Guilin is said to have the most beautiful scenery on Earth, if you want to believe the internet. Luckily, Felix and Julia had already tempered our expectations a bit, because Guilin is still a Chinese city with everything that comes with it: loud traffic, poor air quality, and people spitting and sniffling as far as the eye can see. We arrived in bad weather after a whole day of travel and could only force ourselves to eat something in front of the door. The day had started at 3:30 am because our flight was supposed to leave the airport at 7 am, and since the subway in Shanghai doesn't run that early, we had also taken a taxi. For nothing and for what, because our flight had already been canceled a long time ago. Why? "Comunism Plan canceled it". You can't argue with that, that's just the way it is. We were allowed to board the next plane five hours later, but when we arrived at Guilin from the airport by bus, it was already evening.

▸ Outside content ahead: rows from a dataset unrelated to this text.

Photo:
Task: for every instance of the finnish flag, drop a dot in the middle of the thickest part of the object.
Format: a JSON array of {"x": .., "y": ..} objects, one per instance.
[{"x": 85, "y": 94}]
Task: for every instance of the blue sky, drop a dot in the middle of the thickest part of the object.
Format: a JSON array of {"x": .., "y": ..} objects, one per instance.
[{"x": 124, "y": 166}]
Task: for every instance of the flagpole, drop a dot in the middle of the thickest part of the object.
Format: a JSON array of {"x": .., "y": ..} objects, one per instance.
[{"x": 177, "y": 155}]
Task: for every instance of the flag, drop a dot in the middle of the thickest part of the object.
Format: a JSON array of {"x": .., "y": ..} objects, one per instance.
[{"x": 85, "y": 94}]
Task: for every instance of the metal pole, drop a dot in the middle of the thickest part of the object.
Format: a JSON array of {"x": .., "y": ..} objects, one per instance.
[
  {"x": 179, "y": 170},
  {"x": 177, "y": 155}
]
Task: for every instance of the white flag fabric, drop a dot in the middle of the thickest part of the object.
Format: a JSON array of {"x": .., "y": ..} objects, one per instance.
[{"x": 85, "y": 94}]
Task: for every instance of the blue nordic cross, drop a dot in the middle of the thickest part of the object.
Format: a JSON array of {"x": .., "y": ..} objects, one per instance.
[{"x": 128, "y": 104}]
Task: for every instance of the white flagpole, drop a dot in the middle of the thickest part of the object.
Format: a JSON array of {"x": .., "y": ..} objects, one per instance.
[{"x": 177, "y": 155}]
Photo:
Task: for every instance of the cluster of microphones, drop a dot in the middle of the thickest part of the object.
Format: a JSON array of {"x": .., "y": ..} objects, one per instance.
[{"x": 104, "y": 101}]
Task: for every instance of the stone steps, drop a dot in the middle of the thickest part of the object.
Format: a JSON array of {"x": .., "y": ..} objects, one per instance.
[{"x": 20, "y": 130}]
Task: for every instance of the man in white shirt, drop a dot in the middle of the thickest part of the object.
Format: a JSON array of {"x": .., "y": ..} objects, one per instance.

The next day, we took the bicycles and tried to escape the city. It didn't really work because construction was going on everywhere and we always had traffic and hustle and bustle around us except for a few moments of peace (but we actually cycled about 40 km out of the city). The beautiful karst mountains in the background are still majestic despite the many skyscrapers, but the overall impression suffers a lot. You can still see that Guilin must have been enchantingly beautiful at some point. But at least a decade ago. After the sobering trip, we decided to leave the city earlier than planned and explore the neighboring towns. The next day, we took the bus to the dry rice terraces at this time of year and walked among the hills. The following day, we took a bamboo boat down the river to the neighboring town of Xingping, which was finally as small and idyllic as we had originally imagined Guilin to be. The river cruise was breathtaking in any case. The view of the karst peaks is so beautiful that it adorns the 20 yuan banknote. We could walk directly to the viewpoint depicted on the banknote. The next morning, we climbed one of the peaks for an even better view of the landscape and then took the ferry to the other side of the river for a small day hike among mandarin plantations and dense forest. The last stop of the China trip was the nearby town of Yangshuo, which is enchanting with its picturesque old town. And because there are so many tourists here, we actually stumbled upon a German restaurant with a German chef who made Seli delicious cheese spaetzle. A bit of home far away 😉 The next day, we split up for the first time, Seli went cycling and climbed Moon Hill, and Jolene went climbing. But we were both very happy to be together again in the evening!
In conclusion, Guilin was initially disappointing, but the surrounding area more than made up for it and gave us many moments of pure bliss.